Bedrijfsstatus van de parkeerfunctie

De functie wordt onderbroken als:

Het voertuig zal automatisch stoppen als de Parkeerfunctie wordt onderbroken. Als de oorzaak van de pauzering verdwijnt, werkt de functie mogelijk opnieuw.

  • Slim parkeren

    • Er bevindt zich een voetganger, een dier of een object in de richting waarin het voertuig beweegt

    • Het portier of de achterklep is open

    • De veiligheidsgordel van de bestuurder zit niet vast

    • Wanneer assistentie voor het vermijden van aanrijdingen bij parkeren, assistentie voor het vermijden van aanrijdingen dode hoek of assistentie botsing vermijden kruisend verkeer achteraan in werking is

    • De toets Parking/View (Parkeren/Zicht) ( ) wordt niet ingedrukt gehouden

    • Het voertuig wordt stilgezet door het rempedaal in te drukken

  • Slimme parkeerhulp op afstand

    • Er bevindt zich een voetganger, een dier of een object in de richting waarin het voertuig beweegt

    • Het portier of de achterklep is open

    • De knop Forward - vooruit ( ) of Reverse - achteruit ( ) wordt niet voortdurend ingedrukt

    • Er worden meerdere toetsen tegelijk ingedrukt op de smart key

    • De smart key wordt niet op een afstand van minder dan 4 m (13 ft.) van het voertuig bediend

    • De knop van een andere smart key wordt ingedrukt, terwijl de smart key bediend wordt

    • Wanneer assistentie voor het vermijden van aanrijdingen bij parkeren, assistentie voor het vermijden van aanrijdingen dode hoek of assistentie botsing vermijden kruisend verkeer achteraan in werking is

De functie annuleert onder volgende omstandigheden wanneer:

  • Slim parkeren

    Als de slimme parkeerhulp is geannuleerd, stopt het voertuig automatisch, schakelt het naar P (Parkeren) en wordt de elektronische handrem actief.

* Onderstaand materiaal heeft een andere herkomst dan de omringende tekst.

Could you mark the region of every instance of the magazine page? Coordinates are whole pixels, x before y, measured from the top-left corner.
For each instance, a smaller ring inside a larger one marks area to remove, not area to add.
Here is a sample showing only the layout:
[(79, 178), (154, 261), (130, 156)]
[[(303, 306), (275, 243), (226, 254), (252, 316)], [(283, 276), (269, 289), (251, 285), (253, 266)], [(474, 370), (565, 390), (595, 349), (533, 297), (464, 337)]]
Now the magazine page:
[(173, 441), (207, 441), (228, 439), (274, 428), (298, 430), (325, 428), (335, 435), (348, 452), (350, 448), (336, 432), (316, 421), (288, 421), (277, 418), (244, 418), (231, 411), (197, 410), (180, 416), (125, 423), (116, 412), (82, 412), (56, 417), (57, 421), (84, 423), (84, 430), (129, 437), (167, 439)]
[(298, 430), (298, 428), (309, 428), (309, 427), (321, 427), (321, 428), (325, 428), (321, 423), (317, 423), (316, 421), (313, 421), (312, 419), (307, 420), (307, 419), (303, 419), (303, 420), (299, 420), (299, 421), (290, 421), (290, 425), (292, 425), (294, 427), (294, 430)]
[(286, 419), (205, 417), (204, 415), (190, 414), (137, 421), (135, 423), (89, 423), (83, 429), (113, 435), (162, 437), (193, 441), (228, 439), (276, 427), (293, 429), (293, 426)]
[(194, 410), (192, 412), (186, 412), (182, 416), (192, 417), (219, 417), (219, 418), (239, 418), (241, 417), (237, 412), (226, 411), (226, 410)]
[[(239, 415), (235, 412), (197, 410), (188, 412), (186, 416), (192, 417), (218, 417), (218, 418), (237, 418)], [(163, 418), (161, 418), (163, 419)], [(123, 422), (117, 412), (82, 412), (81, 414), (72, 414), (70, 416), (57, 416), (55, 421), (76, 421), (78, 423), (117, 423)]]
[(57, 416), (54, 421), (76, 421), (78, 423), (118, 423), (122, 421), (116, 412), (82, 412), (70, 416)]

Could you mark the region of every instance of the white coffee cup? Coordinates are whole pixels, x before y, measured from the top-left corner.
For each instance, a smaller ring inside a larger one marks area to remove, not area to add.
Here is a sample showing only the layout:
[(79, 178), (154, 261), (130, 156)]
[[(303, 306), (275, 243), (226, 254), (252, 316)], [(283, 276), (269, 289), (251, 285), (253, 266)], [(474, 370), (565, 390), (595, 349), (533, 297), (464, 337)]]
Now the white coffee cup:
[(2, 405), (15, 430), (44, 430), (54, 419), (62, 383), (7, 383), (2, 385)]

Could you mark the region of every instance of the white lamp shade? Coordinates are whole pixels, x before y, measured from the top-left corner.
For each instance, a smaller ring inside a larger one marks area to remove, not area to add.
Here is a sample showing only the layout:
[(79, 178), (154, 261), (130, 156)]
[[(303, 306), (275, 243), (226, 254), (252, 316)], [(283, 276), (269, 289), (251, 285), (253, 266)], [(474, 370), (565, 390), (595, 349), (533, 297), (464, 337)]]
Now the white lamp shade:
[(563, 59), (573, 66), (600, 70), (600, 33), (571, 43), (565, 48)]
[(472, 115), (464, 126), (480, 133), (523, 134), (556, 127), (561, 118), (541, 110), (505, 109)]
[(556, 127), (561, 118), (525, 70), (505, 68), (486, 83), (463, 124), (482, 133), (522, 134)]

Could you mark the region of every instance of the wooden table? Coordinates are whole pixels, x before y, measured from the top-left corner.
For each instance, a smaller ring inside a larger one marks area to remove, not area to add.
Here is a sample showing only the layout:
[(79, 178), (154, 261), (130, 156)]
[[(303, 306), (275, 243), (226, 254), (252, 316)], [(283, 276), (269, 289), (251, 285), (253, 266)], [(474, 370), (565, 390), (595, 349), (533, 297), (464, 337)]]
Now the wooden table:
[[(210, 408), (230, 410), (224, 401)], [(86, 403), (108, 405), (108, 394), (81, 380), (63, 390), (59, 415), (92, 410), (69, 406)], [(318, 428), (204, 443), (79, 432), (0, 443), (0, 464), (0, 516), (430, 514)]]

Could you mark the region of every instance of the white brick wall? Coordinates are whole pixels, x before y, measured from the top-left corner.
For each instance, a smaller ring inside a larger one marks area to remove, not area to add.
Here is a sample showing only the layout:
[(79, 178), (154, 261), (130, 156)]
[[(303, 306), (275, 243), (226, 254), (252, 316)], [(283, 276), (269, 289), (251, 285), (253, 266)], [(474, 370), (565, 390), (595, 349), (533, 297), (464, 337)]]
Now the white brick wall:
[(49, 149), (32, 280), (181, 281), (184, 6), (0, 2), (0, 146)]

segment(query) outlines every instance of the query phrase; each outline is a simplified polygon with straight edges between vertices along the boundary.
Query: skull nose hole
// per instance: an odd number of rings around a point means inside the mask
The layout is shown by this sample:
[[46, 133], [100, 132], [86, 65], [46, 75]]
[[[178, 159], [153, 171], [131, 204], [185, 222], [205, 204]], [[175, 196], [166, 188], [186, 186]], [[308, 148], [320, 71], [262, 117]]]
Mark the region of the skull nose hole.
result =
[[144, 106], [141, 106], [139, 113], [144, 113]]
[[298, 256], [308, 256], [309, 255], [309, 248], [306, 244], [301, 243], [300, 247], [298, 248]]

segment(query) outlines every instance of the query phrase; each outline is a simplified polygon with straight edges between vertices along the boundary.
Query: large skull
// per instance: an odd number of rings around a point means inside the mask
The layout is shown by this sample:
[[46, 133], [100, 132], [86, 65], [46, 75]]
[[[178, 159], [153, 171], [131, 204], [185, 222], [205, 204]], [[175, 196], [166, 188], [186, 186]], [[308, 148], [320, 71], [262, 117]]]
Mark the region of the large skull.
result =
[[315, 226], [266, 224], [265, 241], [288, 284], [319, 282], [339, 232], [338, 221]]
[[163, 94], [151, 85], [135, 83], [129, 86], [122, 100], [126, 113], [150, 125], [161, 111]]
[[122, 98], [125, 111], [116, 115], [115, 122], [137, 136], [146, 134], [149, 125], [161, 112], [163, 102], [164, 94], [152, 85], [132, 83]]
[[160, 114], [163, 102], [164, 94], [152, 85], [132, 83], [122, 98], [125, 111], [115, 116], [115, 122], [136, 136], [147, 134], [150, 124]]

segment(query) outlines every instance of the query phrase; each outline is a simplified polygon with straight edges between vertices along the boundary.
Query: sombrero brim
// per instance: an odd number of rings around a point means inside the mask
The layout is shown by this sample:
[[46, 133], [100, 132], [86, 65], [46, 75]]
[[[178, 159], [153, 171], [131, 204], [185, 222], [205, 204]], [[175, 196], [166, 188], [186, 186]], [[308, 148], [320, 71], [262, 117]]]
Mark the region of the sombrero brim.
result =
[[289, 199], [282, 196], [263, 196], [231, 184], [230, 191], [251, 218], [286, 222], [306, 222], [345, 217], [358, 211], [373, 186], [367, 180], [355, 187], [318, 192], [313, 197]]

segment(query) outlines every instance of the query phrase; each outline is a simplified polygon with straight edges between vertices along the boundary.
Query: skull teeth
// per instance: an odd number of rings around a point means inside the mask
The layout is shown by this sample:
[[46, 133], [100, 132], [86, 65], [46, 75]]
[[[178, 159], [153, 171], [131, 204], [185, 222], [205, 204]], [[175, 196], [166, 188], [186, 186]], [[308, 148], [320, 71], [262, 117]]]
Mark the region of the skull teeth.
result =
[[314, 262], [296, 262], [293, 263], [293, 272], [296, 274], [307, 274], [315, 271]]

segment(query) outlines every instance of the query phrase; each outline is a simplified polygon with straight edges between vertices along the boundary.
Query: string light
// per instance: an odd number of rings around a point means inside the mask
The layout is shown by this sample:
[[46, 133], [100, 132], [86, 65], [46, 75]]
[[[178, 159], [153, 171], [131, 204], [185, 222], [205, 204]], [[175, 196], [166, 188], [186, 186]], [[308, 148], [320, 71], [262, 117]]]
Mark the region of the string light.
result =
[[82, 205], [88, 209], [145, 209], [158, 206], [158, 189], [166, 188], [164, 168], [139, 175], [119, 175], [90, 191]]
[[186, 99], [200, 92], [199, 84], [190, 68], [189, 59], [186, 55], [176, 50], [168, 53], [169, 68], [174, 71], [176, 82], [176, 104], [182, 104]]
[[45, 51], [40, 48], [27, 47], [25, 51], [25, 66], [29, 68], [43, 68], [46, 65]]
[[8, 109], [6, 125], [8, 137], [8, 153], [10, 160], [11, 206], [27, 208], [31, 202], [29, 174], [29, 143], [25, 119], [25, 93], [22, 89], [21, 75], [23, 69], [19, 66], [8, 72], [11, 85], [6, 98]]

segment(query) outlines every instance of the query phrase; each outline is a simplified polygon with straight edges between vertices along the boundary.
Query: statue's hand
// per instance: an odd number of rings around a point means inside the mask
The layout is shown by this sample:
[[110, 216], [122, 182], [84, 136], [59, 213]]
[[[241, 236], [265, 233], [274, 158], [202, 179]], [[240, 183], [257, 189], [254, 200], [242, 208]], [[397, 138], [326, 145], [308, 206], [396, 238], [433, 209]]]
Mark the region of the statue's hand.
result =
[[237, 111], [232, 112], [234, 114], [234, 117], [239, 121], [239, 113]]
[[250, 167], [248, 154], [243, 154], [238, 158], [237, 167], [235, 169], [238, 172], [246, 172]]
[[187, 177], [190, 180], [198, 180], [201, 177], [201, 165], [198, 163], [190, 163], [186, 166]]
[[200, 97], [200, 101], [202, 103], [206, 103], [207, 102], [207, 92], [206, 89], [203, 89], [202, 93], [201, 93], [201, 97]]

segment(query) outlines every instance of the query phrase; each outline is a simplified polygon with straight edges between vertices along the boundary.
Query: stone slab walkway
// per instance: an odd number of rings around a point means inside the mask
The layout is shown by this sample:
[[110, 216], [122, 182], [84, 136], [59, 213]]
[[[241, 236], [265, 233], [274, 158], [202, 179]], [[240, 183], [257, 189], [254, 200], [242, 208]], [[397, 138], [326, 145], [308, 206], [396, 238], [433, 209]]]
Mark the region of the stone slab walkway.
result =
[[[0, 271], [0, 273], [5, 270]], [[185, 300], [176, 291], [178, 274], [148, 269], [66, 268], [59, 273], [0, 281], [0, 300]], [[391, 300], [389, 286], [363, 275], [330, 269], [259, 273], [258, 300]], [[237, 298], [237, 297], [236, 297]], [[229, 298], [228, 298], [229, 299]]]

    • Er wordt aan het stuur gedraaid

    • De transmissie wordt in een andere stand gezet terwijl het voertuig in beweging is

    • De elektronische handrem wordt bediend terwijl het voertuig in beweging is

    • De motorkap is open

    • De bestuurder opent het portier terwijl zijn of haar veiligheidsgordel los is gemaakt.

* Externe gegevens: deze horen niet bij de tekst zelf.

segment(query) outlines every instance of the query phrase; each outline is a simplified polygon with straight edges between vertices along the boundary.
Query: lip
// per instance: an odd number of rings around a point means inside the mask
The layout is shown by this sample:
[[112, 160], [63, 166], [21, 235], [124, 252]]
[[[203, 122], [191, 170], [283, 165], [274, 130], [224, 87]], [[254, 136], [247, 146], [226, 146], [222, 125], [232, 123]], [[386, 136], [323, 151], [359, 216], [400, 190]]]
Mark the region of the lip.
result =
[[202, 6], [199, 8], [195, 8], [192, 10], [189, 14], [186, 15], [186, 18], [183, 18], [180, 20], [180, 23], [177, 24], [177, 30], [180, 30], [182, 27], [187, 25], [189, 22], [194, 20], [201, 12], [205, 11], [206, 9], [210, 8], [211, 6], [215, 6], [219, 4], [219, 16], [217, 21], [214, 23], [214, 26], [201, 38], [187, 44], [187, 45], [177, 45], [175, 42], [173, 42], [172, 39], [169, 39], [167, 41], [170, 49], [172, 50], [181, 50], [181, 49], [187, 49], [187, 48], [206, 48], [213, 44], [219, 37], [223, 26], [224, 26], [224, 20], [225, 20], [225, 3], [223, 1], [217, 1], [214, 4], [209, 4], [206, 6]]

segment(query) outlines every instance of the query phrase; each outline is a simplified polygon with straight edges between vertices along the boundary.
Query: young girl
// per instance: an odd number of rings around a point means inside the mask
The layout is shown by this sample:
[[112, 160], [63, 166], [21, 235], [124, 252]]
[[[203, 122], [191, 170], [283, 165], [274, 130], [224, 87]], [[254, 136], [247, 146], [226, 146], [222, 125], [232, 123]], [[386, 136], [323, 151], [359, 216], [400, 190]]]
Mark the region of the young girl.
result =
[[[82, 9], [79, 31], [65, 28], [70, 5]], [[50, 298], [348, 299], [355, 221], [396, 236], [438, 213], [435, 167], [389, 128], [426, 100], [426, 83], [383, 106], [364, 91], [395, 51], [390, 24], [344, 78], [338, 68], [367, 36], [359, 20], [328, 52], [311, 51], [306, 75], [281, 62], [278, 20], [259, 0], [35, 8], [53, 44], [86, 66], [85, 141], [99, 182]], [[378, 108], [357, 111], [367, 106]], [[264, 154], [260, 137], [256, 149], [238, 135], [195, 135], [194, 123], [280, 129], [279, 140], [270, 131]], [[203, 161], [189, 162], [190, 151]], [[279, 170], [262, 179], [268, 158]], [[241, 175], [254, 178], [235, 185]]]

    • Er wordt snel geaccelereerd

    • Het voertuig slipt

    • Het stuur zit vast door een obstakel en kan niet bewegen

    • Er zijn voetgangers, dieren of voorwerpen tegelijk voor en achter het voertuig

    • Er zijn ongeveer 3 minuten en 50 seconden verlopen sinds de Parkeerfunctie begon te werken.

    • De hellingsgraad van de weg overschrijdt het werkingsbereik

    • De functie is meer dan 1 minuut gepauzeerd

    • Er kan niet op de normale manier worden gestuurd, geschakeld, geremd of gereden

    • ABS, TCS of ESC- systeem werkt door de gladde wegen

    • De laadklep gaat open

  • Slimme parkeerhulp op afstand

    Als de functie slimme handrem op afstand is geannuleerd, stopt het voertuig automatisch, schakelt het naar P (Parkeren) en wordt de elektronische handrem actief.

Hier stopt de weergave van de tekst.